When your children ask their fathers in times to come, ‘What do these stones mean?’ then you shall let your children know, ‘Israel passed over this Jordan on dry ground.’ For the Lord your God dried up the waters of the Jordan for you until you passed over, as the Lord your God did to the Red Sea, which he dried up for us until we passed over, so that all the peoples of the earth may know that the hand of the Lord is mighty, that you may fear the Lord your God forever.
In my orientation for Wycliffe back in 2012, one of the morning speakers gave a talk about stones of remembrance that has stuck with me since.
Quick recap. The Israelites have been living in the desert for 40 years, but God is about to take them on a crazy adventure, fulfilling his promise of giving them a place to settle down–no more slavery, no more wandering.
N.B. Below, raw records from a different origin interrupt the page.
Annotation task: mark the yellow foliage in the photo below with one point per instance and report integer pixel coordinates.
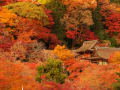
(86, 3)
(63, 53)
(115, 58)
(7, 17)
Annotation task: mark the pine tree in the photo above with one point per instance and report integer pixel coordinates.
(98, 27)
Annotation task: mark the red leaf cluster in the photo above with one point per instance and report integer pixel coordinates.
(113, 22)
(88, 35)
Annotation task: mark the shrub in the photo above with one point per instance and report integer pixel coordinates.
(52, 71)
(116, 85)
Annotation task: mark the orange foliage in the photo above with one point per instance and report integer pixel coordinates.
(115, 58)
(86, 3)
(15, 75)
(7, 17)
(63, 53)
(97, 77)
(76, 67)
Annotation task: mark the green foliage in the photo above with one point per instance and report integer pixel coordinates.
(98, 27)
(58, 12)
(29, 10)
(116, 86)
(44, 1)
(53, 71)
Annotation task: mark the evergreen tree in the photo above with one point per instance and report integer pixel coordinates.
(98, 26)
(58, 9)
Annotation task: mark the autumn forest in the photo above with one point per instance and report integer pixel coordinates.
(59, 44)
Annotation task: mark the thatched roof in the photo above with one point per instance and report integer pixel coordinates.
(105, 52)
(87, 45)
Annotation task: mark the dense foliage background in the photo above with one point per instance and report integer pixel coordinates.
(35, 36)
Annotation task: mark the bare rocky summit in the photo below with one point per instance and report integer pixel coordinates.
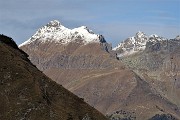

Right before they enter into the land of Canaan, God performs a miracle harkening back to the crossing of the Red Sea. The Jordan River separated them from Canaan and at that time of year would have been in flood stage. God commands priests go out into the river carrying the ark of the covenant (God’s presence). As soon as their feet hit the water, the river stopped flowing downstream and piled up in a wall, allowing all of Israel to cross on dry ground.
After the people had crossed safely to the other shore but before the priests came out of the riverbed, God commands they send twelve men to take twelve stones from the middle of the river. They set up these stones on the other side of the Jordan as a reminder of how God provided for them and how he is powerful.
The Israelites were pretty forgetful people, as are we. The speaker back at my orientation encouraged us to keep track of our own “stones of remembrance.” When we are facing difficult situations it is so helpful to remember how God has provided for us in the past. We can trust that he will continue to do so in the future.
One such “stone” was when I first moved to Quelimane. My teammate Lisa and I were extremely fortunately to be able to borrow a lot of house stuff from our colleagues who were spending time back in their home country. The biggest thing we still needed to get was bed frames. We had no car and knew very few people in our new city. Where do they even sell beds? Am I going to pay too much? How in the world are we going to get them home? It seems like a simple problem after living there for a few years, but at the time I was very overwhelmed. This was the crux of one of my biggest fears in being a missionary–that I’d be in the middle of Africa and not be able to handle the practical stuff. But God is great.
One problem at a time–where do they sell beds? I went upstairs to ask my neighbor if she knew where the furniture markets were. She grabs her keys, saying that she has been wanting to scope out prices on some furniture for her kid’s rooms and this is the perfect opportunity. So not only do we know where to go, but we have an escort who knows what a reasonable price is!
Once we found two beds, the question was how to get them back to our apartment. Our neighbor’s car is tiny and sending each piece of the bed frame separately on the back of a bike taxi doesn’t seem feasible. Just as Lisa and I were giving each other the “any ideas?” look, the ONE pastor we know who owns a car (a flatbed truck, no less) pulls over. He just happened to be driving by and saw us on the side of the road with all these bed pieces. Voila, transport!
I remain amazed at how God orchestrated that day so perfectly. I began that day doubtful and disheartened, but ended it with a renewed trust that God would always take care of me.
What are your stones of remembrance?